Today we find ourselves enter the last day of Christmastide, traditionally marked by Twelfth Night celebrations that have in recent years dwindled to near extinction. Whereas it once served as a highlight of the festive celebratory calendar, a night of feasting and revelry, it is now little more than a footnote, with only the tradition of wassailing keeping its name alive in some parts of the country. Even so, although the wassail itself has undergone something of a modest revival in recent decades, it remains strongest in its West Country heartland where it frequently takes place on Old Twelfth Night, which falls on 17 January. If you should happen to be wondering why there is such a marked divergence in dates, this is all down to the adoption of the Gregorian Calendar in Britain which took place in September 1752, which caused an instant ‘leap forward’ in time from Wednesday 2 September to Thursday 14 September, bringing the calendar back into line with the Earth’s annual progress around the Sun. Somehow, this seemed neither right nor proper to a number of rustic celebrants, so they continued to mark Old Twelfth Night long after the reform.
The wassail ostensibly takes place with a view to propitiating the spirit of the orchard by singing and drinking to the health of the trees, but as this bare outline of this practice illustrates, it is rather more likely that it is the participants who derive any enjoyment and benefit from its conduct (providing that they don’t overdo it on the cider of course). Perhaps it is because of this focus upon the future and the fruit of the year to come that Twelfth Night, unlike the immediate lead-up to Christmas, is not traditionally associated with ghost stories in Britain; it is focused not upon death, but rebirth. Moreover, the days are now beginning to perceptibly lengthen, and the inward focus of Christmas itself, which generally centres upon the family and stirs memories of those no longer with us with whom we celebrated Christmases past, is gone, as we turn once again to the wider world of work and society.

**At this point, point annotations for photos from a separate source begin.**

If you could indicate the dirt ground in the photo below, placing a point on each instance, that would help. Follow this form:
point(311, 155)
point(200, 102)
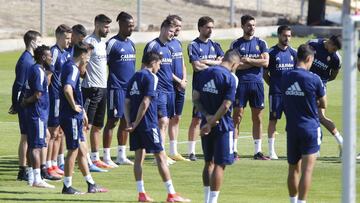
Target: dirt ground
point(17, 16)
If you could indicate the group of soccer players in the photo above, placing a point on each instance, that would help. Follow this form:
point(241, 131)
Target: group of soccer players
point(61, 93)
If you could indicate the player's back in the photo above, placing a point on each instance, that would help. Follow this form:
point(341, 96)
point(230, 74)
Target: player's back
point(143, 83)
point(301, 89)
point(121, 59)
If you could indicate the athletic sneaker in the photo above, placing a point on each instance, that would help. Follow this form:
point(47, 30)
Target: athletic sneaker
point(125, 161)
point(94, 168)
point(93, 188)
point(143, 197)
point(178, 157)
point(236, 156)
point(176, 198)
point(71, 191)
point(260, 156)
point(192, 157)
point(22, 175)
point(273, 156)
point(43, 184)
point(46, 175)
point(110, 163)
point(58, 170)
point(101, 164)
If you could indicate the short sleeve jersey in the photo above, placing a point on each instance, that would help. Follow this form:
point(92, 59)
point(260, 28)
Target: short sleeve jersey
point(215, 85)
point(143, 83)
point(253, 49)
point(70, 75)
point(324, 62)
point(166, 69)
point(281, 60)
point(300, 90)
point(37, 82)
point(121, 59)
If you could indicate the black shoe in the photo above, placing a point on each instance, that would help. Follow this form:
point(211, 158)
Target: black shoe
point(93, 188)
point(192, 157)
point(260, 156)
point(71, 191)
point(22, 175)
point(47, 176)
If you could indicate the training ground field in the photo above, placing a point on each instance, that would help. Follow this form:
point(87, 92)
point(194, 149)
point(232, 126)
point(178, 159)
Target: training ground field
point(245, 181)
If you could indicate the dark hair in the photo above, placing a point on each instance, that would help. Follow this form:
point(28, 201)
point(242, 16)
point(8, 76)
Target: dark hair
point(150, 57)
point(283, 28)
point(29, 36)
point(62, 29)
point(204, 20)
point(123, 17)
point(82, 47)
point(39, 52)
point(166, 24)
point(79, 29)
point(304, 51)
point(336, 40)
point(101, 18)
point(171, 18)
point(231, 55)
point(246, 18)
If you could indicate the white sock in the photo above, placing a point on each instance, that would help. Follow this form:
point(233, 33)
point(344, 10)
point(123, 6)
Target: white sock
point(169, 187)
point(54, 163)
point(271, 142)
point(107, 155)
point(214, 196)
point(173, 147)
point(191, 147)
point(235, 145)
point(293, 199)
point(95, 156)
point(257, 143)
point(61, 159)
point(89, 159)
point(37, 175)
point(122, 152)
point(140, 186)
point(206, 194)
point(68, 181)
point(89, 179)
point(30, 172)
point(48, 164)
point(339, 138)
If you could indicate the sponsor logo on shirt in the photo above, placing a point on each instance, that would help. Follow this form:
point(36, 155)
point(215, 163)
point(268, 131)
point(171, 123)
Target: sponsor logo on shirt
point(210, 87)
point(294, 90)
point(134, 89)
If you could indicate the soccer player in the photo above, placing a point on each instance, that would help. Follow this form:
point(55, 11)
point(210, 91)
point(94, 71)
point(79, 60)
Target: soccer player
point(141, 115)
point(213, 95)
point(36, 103)
point(302, 93)
point(282, 58)
point(179, 77)
point(121, 55)
point(165, 90)
point(32, 39)
point(59, 56)
point(94, 86)
point(327, 63)
point(255, 57)
point(203, 52)
point(73, 118)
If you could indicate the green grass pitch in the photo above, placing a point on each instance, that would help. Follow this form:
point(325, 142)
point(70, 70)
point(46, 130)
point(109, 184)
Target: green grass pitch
point(245, 181)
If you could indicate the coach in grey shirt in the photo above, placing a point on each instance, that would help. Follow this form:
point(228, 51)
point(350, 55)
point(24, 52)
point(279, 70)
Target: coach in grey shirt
point(94, 86)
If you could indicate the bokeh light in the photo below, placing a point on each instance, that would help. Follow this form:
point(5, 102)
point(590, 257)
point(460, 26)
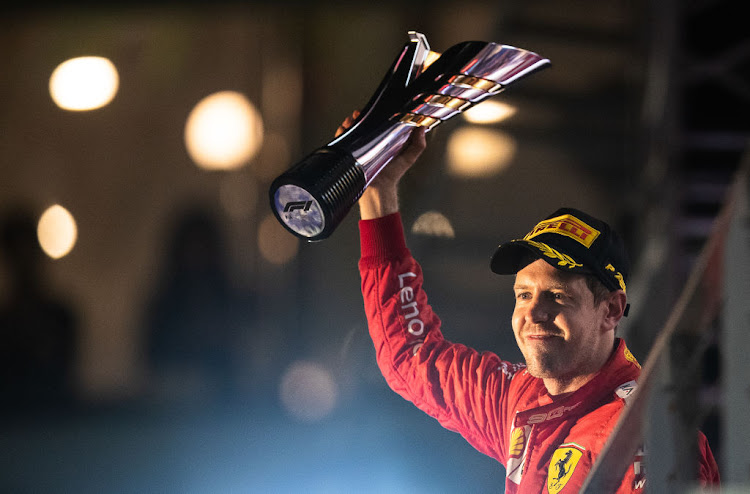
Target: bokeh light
point(475, 152)
point(275, 244)
point(308, 391)
point(57, 231)
point(84, 83)
point(224, 131)
point(433, 223)
point(489, 112)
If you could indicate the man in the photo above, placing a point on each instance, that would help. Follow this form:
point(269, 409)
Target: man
point(545, 421)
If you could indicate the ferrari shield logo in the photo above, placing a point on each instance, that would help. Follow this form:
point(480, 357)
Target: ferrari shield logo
point(561, 468)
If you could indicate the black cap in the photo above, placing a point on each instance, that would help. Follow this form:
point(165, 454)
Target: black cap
point(572, 241)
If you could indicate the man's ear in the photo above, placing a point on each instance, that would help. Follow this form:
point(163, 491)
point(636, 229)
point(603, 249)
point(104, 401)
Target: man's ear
point(615, 309)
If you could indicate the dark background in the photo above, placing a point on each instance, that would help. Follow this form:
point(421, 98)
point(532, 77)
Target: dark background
point(641, 120)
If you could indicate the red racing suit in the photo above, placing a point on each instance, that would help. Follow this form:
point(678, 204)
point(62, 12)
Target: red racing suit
point(547, 445)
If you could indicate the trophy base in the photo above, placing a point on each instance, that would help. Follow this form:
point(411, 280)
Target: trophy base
point(312, 198)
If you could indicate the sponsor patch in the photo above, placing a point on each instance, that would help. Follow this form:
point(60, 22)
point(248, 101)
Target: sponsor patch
point(561, 467)
point(625, 390)
point(569, 226)
point(630, 357)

Such a focus would, therefore, seem to be uncongenial to the ghost story, although I do know of one that specifically focuses upon Twelfth Night. It opens with a disorientating scene amidst a Somerset apple orchard on Old Twelfth Night shortly after the local menfolk have returned from the trenches, and despite the ritual’s traditional future focus, its reinstitution has been undertaken with a view to restoring a past order that has been permanently ruptured by the Great War. This is but one aspect of the collision between encroaching modernity and tradition dealt with in the story, in which the former unleashes darker and older forces. There is, however, also a marked humorous streak to this tale.
Returning to the present, the picture of the tree seen at the beginning of this post was taken recently in Cotehele’s Old Orchard in Cornwall, which can be found next to its ‘Mother Orchard’ planted in 2007 to preserve and propagate traditional varieties of West Country apple. A noble undertaking, so let us raise a cup to the endeavours of Mary Martin and James Evans, the apple specialists who conceived this noble undertaking. Wassail!